Inhaltsverzeichnis
- Von München nach Fehmarn und wieder zurück.
- I. Ausgangslage zum Aufenthaltsbestimmungsrecht für den Vater
- II. Auf was es im Gerichtsverfahren ankommt
- III. Darum ging es im Fall
- 1. Schwierige Ausgangslage
- 2. Unser Vorgehen: Begleitung im Gutachten
- 3. Alarmierendes Zwischenergebnis: Psychische Belastung des Kindes
- 4. Unsere Chance: Verfahren zum Aufenthaltsbestimmungsrecht für den Vater
- 5. Endlich wieder unbegleitete Umgänge
- 6. Empfehlung der Gutachterin: Wechsel zum Vater
- 7. Entscheidung des Amtsgerichts Oldenburg in Holstein
- 8. Beschwerde der Kindesmutter: Keine Aussicht auf Erfolg
- 9. Zurückweisungsbeschluss des Oberlandesgerichts
- IV. Die Gerichtsbeschlüsse zum Nachlesen
Von München nach Fehmarn und wieder zurück.
Wie ein Vater sich das alleinige Aufenthaltsbestimmungsrecht für seinen Sohn gesichert hat.
Ein Blogbeitrag von Caroline Greb
Ein großes Thema in unserer täglichen Arbeit ist die Frage, ob ein Elternteil eigentlich mit dem Kind umziehen darf. Die Antwort lautet wie so oft: Es kommt darauf an.

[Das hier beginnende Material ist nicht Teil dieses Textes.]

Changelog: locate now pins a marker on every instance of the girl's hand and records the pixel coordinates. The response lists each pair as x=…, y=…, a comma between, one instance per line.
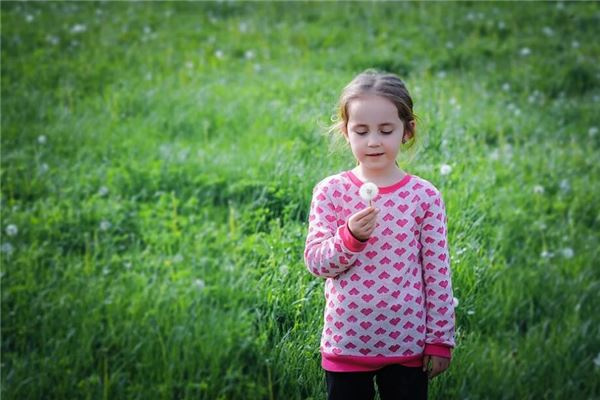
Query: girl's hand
x=362, y=224
x=438, y=365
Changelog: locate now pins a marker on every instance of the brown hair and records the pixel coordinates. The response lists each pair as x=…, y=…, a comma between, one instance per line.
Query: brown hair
x=383, y=84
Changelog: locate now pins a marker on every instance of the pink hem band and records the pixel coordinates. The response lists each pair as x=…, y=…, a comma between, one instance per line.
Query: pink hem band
x=331, y=362
x=352, y=243
x=438, y=350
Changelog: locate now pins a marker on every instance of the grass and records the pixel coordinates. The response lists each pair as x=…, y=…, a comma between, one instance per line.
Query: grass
x=158, y=161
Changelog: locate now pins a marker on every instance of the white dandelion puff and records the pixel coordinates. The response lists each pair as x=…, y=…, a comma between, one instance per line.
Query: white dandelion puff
x=284, y=269
x=7, y=248
x=565, y=186
x=78, y=28
x=105, y=225
x=548, y=31
x=567, y=252
x=199, y=283
x=368, y=191
x=445, y=169
x=12, y=230
x=546, y=254
x=538, y=189
x=103, y=191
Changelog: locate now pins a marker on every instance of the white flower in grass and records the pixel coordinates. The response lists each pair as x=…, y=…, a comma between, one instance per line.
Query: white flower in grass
x=105, y=225
x=199, y=283
x=567, y=252
x=78, y=28
x=538, y=189
x=368, y=191
x=546, y=254
x=284, y=269
x=103, y=191
x=445, y=169
x=7, y=248
x=548, y=31
x=12, y=230
x=565, y=186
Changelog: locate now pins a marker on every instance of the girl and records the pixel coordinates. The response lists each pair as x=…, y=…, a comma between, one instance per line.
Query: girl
x=389, y=311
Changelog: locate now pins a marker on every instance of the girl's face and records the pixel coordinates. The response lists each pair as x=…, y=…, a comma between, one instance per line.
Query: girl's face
x=374, y=132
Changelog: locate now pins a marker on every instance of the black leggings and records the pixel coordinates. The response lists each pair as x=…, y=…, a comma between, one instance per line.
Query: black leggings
x=393, y=382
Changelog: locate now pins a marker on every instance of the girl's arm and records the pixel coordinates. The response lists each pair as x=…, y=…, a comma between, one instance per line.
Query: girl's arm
x=330, y=249
x=436, y=276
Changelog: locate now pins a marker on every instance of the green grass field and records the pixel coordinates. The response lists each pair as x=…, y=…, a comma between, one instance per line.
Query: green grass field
x=157, y=167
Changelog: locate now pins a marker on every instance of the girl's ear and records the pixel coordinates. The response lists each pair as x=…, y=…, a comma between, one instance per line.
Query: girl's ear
x=409, y=131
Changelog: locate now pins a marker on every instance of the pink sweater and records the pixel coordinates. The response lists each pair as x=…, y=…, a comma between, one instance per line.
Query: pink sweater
x=389, y=299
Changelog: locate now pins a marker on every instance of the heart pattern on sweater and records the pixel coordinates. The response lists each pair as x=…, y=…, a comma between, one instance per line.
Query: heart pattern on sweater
x=391, y=295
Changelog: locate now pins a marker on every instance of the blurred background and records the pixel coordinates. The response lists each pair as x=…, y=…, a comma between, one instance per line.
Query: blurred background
x=157, y=165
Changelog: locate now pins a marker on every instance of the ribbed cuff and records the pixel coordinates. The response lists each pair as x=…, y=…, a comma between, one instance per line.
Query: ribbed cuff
x=351, y=243
x=438, y=350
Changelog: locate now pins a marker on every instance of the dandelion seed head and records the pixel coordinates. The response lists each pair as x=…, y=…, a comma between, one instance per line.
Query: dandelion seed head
x=525, y=51
x=199, y=283
x=105, y=225
x=445, y=169
x=538, y=189
x=567, y=252
x=368, y=191
x=12, y=230
x=78, y=28
x=7, y=248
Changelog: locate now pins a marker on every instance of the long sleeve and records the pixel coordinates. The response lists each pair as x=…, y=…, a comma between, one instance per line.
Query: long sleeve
x=330, y=247
x=436, y=275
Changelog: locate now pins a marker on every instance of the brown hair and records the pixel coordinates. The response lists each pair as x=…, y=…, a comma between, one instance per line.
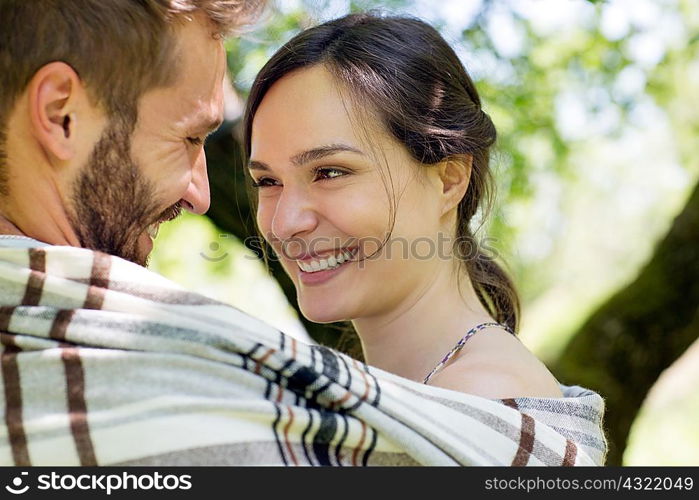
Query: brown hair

In einem Fall unserer Rechtsanwältin Stefanie Kracke ist das Kind zunächst mit der Mutter von München nach Fehmarn umgezogen. Die Mutter wollte höchstens begleitete Umgänge des Vaters mit dem Kind zulassen. Das hat dazu geführt, dass der Vater sein Kind über ein Jahr nicht sehen konnte. Das hat der Vater nicht auf sich sitzen lassen und hat alles in Bewegung gesetzt, um den Kontakt zu seinem Sohn zu halten. Mit unserer Unterstützung konnten wir letztlich sogar erreichen, dass dem Vater das alleinige Aufenthaltsbestimmungsrecht übertragen wurde und dass sein Sohn jetzt wieder bei ihm in München wohnen darf. In diesem Beitrag erklären wir Ihnen, wie wir das geschafft haben.
I. Ausgangslage zum Aufenthaltsbestimmungsrecht für den Vater
Wer darüber bestimmen darf, wo das Kind lebt, regelt das sogenannte Aufenthaltsbestimmungsrecht als Bestandteil des Sorgerechts.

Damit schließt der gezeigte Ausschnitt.